A chill snakes up my spine. “Why?”
He doesn’t respond. Instead, he steps forward to have his eyes scanned, which is all the answer I need.
Whatever is inside that room, I’ll find out soon enough.
Insects flit around my stomach. Not just annoying gnats, either, but giant moths that fly around, crash into one another, and rip up their own wings.
Tanner presses his palm against the sensor and sticks his finger into a machine that takes a prick of his blood. Once his biometrics are verified, the door clicks open.
He steps aside to let me go first, but not out of politeness. Oh, no. His stiff jaw tells me he’s still angry. But there’s something else, too. An alertness to his stance, a readiness in his eyes. As though he wants me to go first so that he can catch me if I fall.
Ridiculous. The only feeling Tanner Callahan has toward me is disgust.
I lift my chin and try to channel Callie. Try to be as brave as she was. As brave as a girl worthy of her sacrifice.
I walk into the room.
The space is dark, with low lights set into the ceiling. I can’t see much at first, but I have the sense of being in a vast room, a massive underground cavern whose walls disappear into the shadows. A slight wind blows against me—an oscillating fan, perhaps, to keep the air moving. I shiver and rub my arms.
And then, my eyes adjust. I see row after row of rectangular pods rising out of the ground. There’s a stretcher in each pod, surrounded by blinking machines. A person lies on each stretcher, but unlike the bodies in the hallway, each chest rises up and down. These people are alive.
I swallow hard. “What is this place?”
“TechRA’s best-kept secret. The hot spot of our scientific innovation. We call it ‘the dream lab.’” He places his hand lightly on a bed rail. “This is the place in between, where the people are neither dead nor alive. Their bodies are in a coma, but in this suspended state, their minds work. They dream, floating through an endless, dark night. You wouldn’t believe the number of breakthroughs that have come from studying their minds.”

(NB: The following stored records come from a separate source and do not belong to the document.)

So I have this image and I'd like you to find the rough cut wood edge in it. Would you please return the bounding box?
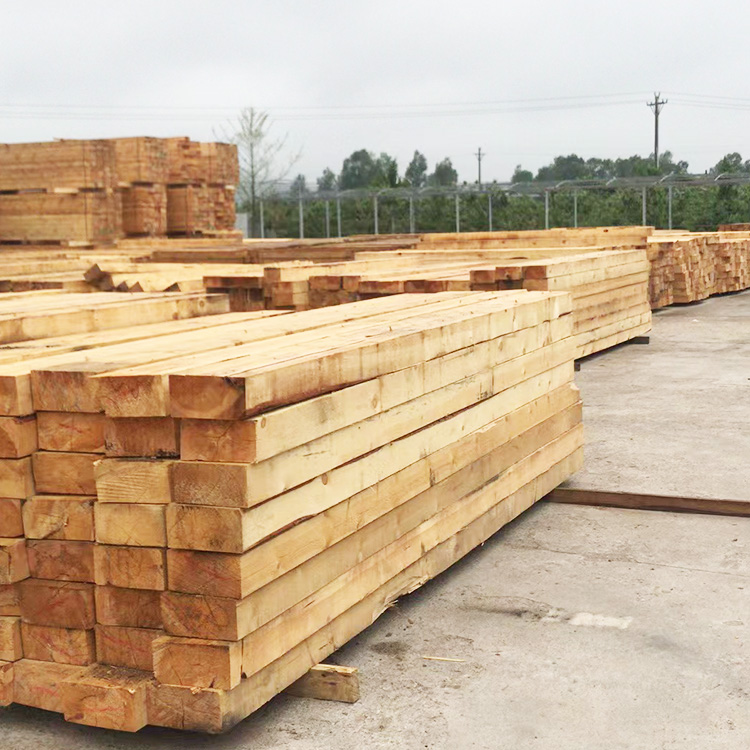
[544,487,750,516]
[284,664,359,703]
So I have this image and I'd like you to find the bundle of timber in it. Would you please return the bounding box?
[200,143,240,187]
[0,290,229,345]
[204,247,651,358]
[471,249,651,358]
[0,140,118,194]
[112,137,170,187]
[0,291,582,732]
[0,190,122,243]
[84,260,264,292]
[0,302,288,724]
[122,185,168,237]
[420,226,654,250]
[648,230,750,309]
[167,185,235,237]
[0,137,239,243]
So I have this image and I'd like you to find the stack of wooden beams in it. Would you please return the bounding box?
[204,247,651,358]
[122,184,168,237]
[0,291,582,732]
[0,141,121,243]
[167,138,239,236]
[648,230,750,309]
[0,137,239,243]
[471,249,651,358]
[84,261,264,296]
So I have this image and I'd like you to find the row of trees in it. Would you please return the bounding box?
[289,148,458,196]
[232,109,750,236]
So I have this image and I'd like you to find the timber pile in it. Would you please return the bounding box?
[471,249,651,359]
[204,247,651,358]
[84,260,271,292]
[0,137,239,243]
[648,231,750,309]
[0,291,582,732]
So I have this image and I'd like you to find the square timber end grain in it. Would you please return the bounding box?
[19,578,96,630]
[94,503,167,547]
[21,622,97,667]
[23,495,96,542]
[0,537,29,586]
[13,659,83,714]
[61,664,154,732]
[0,661,14,706]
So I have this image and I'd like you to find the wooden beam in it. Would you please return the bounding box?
[544,487,750,516]
[284,664,359,703]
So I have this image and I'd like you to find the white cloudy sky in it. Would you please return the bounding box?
[0,0,750,181]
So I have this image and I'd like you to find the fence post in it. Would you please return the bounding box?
[667,185,672,229]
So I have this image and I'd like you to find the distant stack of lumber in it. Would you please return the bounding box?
[166,138,239,236]
[204,246,651,357]
[84,260,271,292]
[471,249,651,358]
[648,230,750,309]
[0,291,582,732]
[0,141,122,243]
[0,137,239,243]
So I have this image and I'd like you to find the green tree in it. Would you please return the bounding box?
[370,152,399,188]
[339,148,377,190]
[317,167,339,193]
[510,164,534,183]
[427,156,458,186]
[289,174,310,196]
[224,107,301,237]
[404,151,427,188]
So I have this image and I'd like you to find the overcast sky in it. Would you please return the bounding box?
[0,0,750,183]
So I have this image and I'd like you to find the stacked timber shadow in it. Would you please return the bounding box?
[0,137,239,245]
[0,290,582,732]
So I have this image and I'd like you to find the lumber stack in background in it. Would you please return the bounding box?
[471,249,651,358]
[0,290,582,732]
[648,231,750,309]
[0,137,239,243]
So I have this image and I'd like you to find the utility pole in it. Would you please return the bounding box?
[646,92,668,169]
[474,146,487,187]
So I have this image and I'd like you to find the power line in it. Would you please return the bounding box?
[646,93,667,169]
[474,146,487,187]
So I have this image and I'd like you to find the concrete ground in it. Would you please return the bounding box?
[0,293,750,750]
[566,291,750,500]
[0,503,750,750]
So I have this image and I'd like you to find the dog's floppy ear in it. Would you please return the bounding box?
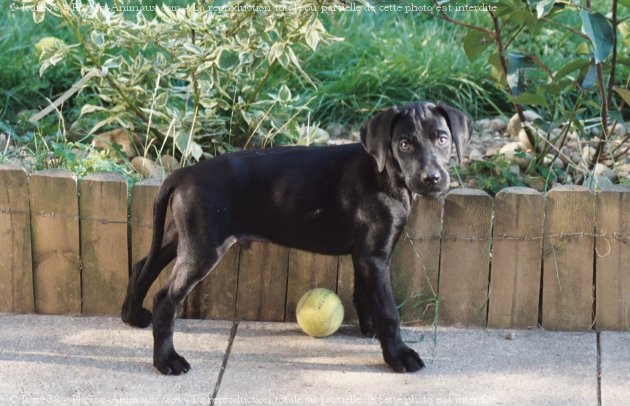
[361,106,399,172]
[435,102,472,162]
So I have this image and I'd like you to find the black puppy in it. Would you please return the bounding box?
[122,103,471,375]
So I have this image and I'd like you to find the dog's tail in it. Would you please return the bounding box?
[143,178,175,270]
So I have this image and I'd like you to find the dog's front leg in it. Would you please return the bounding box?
[352,252,424,372]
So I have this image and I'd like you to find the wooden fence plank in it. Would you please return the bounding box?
[187,244,239,320]
[542,185,595,330]
[392,198,442,324]
[236,242,289,321]
[439,188,493,326]
[286,249,338,321]
[30,169,81,314]
[488,187,545,328]
[0,165,35,313]
[79,173,129,315]
[337,255,359,323]
[595,185,630,330]
[131,179,175,309]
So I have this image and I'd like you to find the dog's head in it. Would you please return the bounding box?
[361,103,472,196]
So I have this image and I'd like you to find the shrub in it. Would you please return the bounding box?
[25,0,334,165]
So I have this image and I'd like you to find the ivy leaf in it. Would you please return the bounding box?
[528,0,556,19]
[553,59,589,81]
[613,86,630,105]
[304,28,320,51]
[278,84,291,103]
[507,53,536,95]
[512,93,548,107]
[33,0,47,24]
[462,30,490,62]
[90,31,105,48]
[580,10,613,63]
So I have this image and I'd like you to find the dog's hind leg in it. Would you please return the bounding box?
[121,222,178,327]
[153,237,236,375]
[353,268,376,336]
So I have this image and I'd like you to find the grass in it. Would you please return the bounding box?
[278,13,506,125]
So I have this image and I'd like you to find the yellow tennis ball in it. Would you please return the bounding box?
[295,288,343,337]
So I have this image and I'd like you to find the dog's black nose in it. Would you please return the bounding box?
[422,172,440,185]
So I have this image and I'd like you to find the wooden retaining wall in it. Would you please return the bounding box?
[0,166,630,330]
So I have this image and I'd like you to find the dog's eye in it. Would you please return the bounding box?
[398,138,412,152]
[437,133,451,147]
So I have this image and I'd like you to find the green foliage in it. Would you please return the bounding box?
[434,0,630,187]
[461,154,526,195]
[26,0,334,160]
[284,12,507,125]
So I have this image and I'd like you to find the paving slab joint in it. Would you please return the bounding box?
[210,320,238,406]
[597,331,602,406]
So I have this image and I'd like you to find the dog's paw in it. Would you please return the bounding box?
[383,344,424,372]
[153,351,190,375]
[121,307,153,328]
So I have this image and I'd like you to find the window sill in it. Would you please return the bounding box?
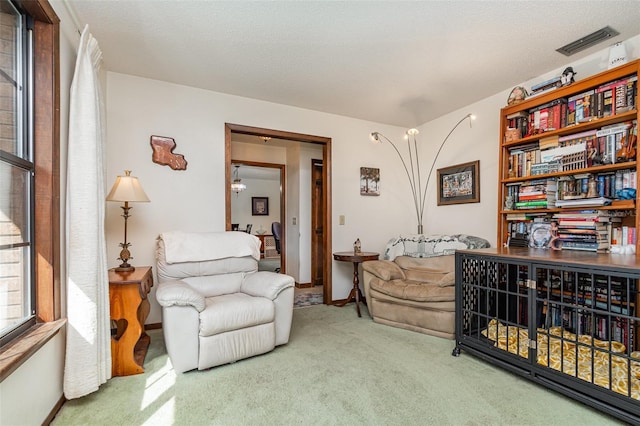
[0,319,67,382]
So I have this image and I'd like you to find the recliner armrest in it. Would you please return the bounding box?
[240,271,294,300]
[362,260,405,281]
[156,280,206,312]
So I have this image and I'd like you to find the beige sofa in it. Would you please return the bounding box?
[362,235,489,339]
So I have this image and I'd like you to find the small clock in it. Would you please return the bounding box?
[507,86,529,105]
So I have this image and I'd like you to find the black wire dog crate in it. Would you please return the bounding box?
[453,248,640,424]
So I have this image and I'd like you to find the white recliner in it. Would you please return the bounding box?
[156,232,294,372]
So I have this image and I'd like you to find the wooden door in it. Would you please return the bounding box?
[311,160,324,286]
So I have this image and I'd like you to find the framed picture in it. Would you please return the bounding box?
[251,197,269,216]
[360,167,380,195]
[438,160,480,206]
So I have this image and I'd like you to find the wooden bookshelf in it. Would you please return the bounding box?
[497,60,640,254]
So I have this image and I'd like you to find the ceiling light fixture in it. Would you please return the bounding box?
[231,165,247,197]
[556,26,620,56]
[369,114,476,234]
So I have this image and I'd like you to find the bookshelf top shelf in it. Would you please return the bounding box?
[501,59,640,116]
[502,109,638,148]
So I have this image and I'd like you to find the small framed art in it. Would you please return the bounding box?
[360,167,380,195]
[251,197,269,216]
[438,160,480,206]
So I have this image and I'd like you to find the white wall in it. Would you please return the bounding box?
[106,73,409,323]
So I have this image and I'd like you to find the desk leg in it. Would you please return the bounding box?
[336,262,364,317]
[111,284,149,376]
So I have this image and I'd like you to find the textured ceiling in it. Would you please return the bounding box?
[66,0,640,127]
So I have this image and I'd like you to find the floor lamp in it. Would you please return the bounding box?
[107,170,149,272]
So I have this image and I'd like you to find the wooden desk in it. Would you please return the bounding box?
[333,251,380,317]
[109,266,153,377]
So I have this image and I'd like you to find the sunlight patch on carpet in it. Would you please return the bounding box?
[140,358,176,410]
[293,293,322,308]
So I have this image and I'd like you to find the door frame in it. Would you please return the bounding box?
[224,123,333,305]
[310,159,326,287]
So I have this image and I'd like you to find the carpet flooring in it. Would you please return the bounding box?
[293,293,322,308]
[53,304,620,426]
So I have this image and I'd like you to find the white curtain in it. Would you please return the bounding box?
[64,26,111,399]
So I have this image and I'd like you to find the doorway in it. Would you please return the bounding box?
[311,160,324,287]
[231,159,286,274]
[225,123,332,304]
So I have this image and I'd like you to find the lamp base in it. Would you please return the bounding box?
[113,265,136,272]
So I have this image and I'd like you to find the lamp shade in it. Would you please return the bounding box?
[107,170,149,203]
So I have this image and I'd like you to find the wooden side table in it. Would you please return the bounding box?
[333,251,380,317]
[109,266,153,377]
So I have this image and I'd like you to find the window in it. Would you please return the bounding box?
[0,0,35,344]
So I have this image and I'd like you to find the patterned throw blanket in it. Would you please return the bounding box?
[383,234,491,260]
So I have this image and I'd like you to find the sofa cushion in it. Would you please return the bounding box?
[370,278,455,302]
[395,256,455,287]
[200,293,275,337]
[382,234,491,260]
[362,260,405,281]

His words are a sledgehammer to my knees. I stumble forward, my mind shooting in so many directions it can’t form a coherent thought. “These people—oh Fates—trapped here—forever— The mice—fike—this is so much worse than the mice—”
“They volunteered.” He pulls back his hand. “Once it became clear the end was imminent, they signed a directive donating their brains to science. They knew exactly what would happen to their bodies, and they chose to benefit science rather than let their brains go to waste.”
“So who are the people in the hallway?” I whisper.
“TechRA no longer has use for them. Their bodies are in the hallway waiting to be transported to another sector of the building. And then they’ll be…disposed of.”
My eyebrows climb toward the ceiling. “Disposed of? You mean killed.”
“I suppose,” he says. “But I repeat: For the most part, they donated their bodies to science. What else are we supposed to do with them when we’re finished?”
“For the most part? That means at least some of them didn’t have a choice.”
The pause is so long you could stack a row of pods inside.
“Yes,” he finally says.
My nerves turn to rage. Olivia. The only true precog of our generation. Her brain is a gold mine. Rather than letting her live, her mother’s trapped her here this last decade, so that the scientists can excavate her mind, day after day. And when they’re done with her, they’ll dispose of her like last week’s garbage.
Well, not anymore. Not if I have anything to do with it.
“Where is she?” I ask.
He grimaces. “Maybe this isn’t such a good idea after all.”
I round on him. The stun gun’s still in my hand, and I point it at him, as though shooting him is a possibility. The way the anger pulses inside me, maybe it is. “She sent me a message, Tanner. A vision that led me down a purple and green rabbit hole to get me here. That means she’s not dreaming in there. That means, to some extent, she wants out. So tell me now. Where is she?”